Search code examples
pythonmxnet

Mxnet datatype is float64, but keeps saying that it's float32


I'm a pytorch and tensorflow user. I came across Mxnet in order to use AWS sagemaker's elastic inference.

Mxnet gluon dataset api seems to be very similar to pytorch's dataset.

class CustomDataset(mxnet.gluon.data.Dataset):
    def __init__(self):
        self.train_df = pd.read_csv('/shared/KTUTOR/test_summary_data.csv')
    def __getitem__(self, idx):
        return mxnet.nd.array(self.train_df.loc[idx, ['TT', 'TF', 'FT', 'FF']], dtype='float64'), mxnet.nd.array(self.train_df.loc[idx, ['p1']], dtype='float64')
    def __len__(self):
        return len(self.train_df)

I defined my customdataset like above, and set the datatypes as float64.

test_data = mxnet.gluon.data.DataLoader(CustomDataset(), batch_size=8, shuffle=True, num_workers=2)

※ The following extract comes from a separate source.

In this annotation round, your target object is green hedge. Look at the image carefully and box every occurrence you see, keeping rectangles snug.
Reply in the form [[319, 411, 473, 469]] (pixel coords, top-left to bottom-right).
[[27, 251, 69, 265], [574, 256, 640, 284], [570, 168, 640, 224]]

I wrapped my dataset with DataLoader, and no error up to this point. The error rises when I pass the data to the network.

for epoch in range(1):
for data, label in test_data:
    print(data.dtype)
    print(label.dtype)
    with autograd.record():
        output = net(data)
        loss = softmax_cross_entropy(output, label)
    loss.backward()
    trainer.step(batch_size)

The error rise in net(data), and the error message looks like below.

MXNetError: [07:53:55] src/operator/contrib/../elemwise_op_common.h:135: Check failed: assign(&dattr, vec.at(i)): Incompatible attr in node  at 1-th input: expected float64, got float32
Stack trace:
  [bt] (0) /root/anaconda3/lib/python3.7/site-packages/mxnet/libmxnet.so(+0x4b09db) 
[0x7f00f96519db] ...

When I print the type of data and label, they are all float64, but MXNet tells me that the datatype of the data is float32. Can someone explain why this is happening ? Thanks much in advance.


Solution

  • Is your network in float64 or float32? Try to cast the weights to float64:

    net = net.cast('float64')

    That being said, in my experience it is not common to train DL models in float64, float32 and float16 are much more common for training. And MXNet allows you to easily use float16 precision for training either explicitly, or automatically with the AMP tool (Automatic Mixed Precision)